The men pulled and pushed, and worked so hard to achieve the same result that in all honesty could have been done correctly in the first place whilst the yacht was still in the water. They also welded four supports, two on each side of the hull, onto the girders that held the yacht in place on the supporting framework.
I had booked an apartment through Airbnb for the next month. The apartment was on the top floor of One Borneo, a vast complex with hotels, two apartment towers and a huge shopping mall underneath that had seen better days, as more modern and upmarket malls have been built closer to the city.
If I wanted to explore more exciting areas and shops, I could just take a Grab car to the city, but most of the time I could find the basics I needed in the supermarket below.
However, I chose this location as it was conveniently halfway between KK and the shipyard, and Frank was able to catch a lift each day with one of the men working on ‘Stars End 2’ as he drove past.

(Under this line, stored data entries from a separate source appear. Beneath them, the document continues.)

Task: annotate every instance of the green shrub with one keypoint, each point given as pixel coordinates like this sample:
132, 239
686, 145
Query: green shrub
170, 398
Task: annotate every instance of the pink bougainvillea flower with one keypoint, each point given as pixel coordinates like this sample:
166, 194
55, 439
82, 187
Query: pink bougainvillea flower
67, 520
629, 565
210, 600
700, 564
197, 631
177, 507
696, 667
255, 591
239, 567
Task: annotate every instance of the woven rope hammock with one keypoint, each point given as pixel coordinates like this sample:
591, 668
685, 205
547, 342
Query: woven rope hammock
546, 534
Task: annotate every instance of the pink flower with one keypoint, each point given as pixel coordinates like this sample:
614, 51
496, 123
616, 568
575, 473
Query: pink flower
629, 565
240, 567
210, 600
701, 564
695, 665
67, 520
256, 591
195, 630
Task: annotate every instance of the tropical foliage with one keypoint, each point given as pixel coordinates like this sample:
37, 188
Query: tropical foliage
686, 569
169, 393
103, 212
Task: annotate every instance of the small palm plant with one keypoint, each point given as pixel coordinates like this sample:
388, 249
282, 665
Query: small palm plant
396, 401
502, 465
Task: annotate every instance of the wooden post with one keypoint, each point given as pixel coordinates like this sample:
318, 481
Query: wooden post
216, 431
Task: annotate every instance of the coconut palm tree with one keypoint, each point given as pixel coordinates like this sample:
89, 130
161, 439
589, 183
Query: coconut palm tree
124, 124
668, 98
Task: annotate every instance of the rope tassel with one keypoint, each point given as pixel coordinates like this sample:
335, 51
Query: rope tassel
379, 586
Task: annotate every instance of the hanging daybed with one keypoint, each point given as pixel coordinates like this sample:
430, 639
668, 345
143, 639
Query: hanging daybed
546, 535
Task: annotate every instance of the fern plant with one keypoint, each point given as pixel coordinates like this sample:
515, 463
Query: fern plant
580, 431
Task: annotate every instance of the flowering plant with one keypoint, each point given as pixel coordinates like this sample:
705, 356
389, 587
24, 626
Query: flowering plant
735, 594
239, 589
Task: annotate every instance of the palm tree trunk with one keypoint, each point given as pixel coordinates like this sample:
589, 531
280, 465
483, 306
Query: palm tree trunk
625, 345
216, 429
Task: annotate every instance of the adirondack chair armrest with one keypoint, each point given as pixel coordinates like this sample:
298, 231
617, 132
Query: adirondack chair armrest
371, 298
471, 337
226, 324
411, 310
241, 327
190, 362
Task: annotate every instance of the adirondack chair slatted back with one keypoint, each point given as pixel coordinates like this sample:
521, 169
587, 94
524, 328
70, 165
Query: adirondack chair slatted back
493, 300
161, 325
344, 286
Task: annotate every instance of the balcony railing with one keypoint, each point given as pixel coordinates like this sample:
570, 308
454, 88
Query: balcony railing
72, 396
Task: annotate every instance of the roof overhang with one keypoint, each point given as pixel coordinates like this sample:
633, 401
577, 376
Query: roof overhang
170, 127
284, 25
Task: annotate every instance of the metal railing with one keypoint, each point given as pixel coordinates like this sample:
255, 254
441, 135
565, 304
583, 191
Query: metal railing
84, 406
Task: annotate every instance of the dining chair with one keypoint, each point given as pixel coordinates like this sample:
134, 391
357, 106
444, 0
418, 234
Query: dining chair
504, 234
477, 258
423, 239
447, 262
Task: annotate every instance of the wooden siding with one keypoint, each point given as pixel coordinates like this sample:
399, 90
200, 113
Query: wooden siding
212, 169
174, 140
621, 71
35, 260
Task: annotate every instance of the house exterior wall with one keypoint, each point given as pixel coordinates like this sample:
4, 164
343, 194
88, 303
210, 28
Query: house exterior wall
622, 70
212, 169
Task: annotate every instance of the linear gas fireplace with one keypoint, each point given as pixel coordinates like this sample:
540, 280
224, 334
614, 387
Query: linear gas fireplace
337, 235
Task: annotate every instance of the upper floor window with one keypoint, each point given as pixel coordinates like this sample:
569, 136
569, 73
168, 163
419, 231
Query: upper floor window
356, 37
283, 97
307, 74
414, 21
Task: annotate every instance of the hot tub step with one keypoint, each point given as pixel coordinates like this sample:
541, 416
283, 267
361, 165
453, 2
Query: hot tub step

We settled into our new home which had the luxury of 2 bedrooms, 2 bathrooms, lounge, kitchen, and air conditioning and washing machine. With no head for heights, I wasn’t so fussed at the 25th floor balcony, but it provided space for Frank to rig up a washing line.
Very early next morning we took a Grab car to the shipyard to watch ‘Stars End 2’ being moved ashore on the high tide. Our friends, Anita & Pierre had stayed overnight and came along, intrigued to watch the process after all the hype to reach this stage.
Over the previous few hours the dry dock had lifted with the rise of the tide, so by the time we arrived at the shipyard, Titan was level with the ship yard and the dockworkers were fixing rails in place to join the two tracks and slide ‘Stars End 2’ across.
It was a surprisingly fast and smooth transition once the crane attached a line to the front girder and men were staged at each support on the yacht. The entire framework moved slowly across to the shore and into place within a couple of minutes.
A shed was raised and welded onto metal blocks to provide a tall enough shelter over the back area of the yacht so the workers would be protected from the weather.
For all that we were frustrated with delays and the miscommunication, we must say that for such a modest haul out job as ours, the shipyard spent a huge amount of time, effort and manpower to please us and fulfill our needs, and maintain the safety of ‘Stars End 2’.
Now comes the hard work of transforming ‘Stars End 2’ over the next month. Frank goes most days to the shipyard, where he has been helping the workers, and attending to various jobs of his own.
I am enjoying more domestic chores in the apartment. After 4 years of living on board I am thoroughly enjoying having a washing machine at my disposal rather than hand washing or launderettes so I am soaking, bleaching and cleaning every fabric item I can bring from the yacht. I’ve also had time to update my blog!
We catch up with our friends and sometimes eat out at the cheap restaurants around town. Once the work is completed on the yacht, we hope to rent a car and explore further afield.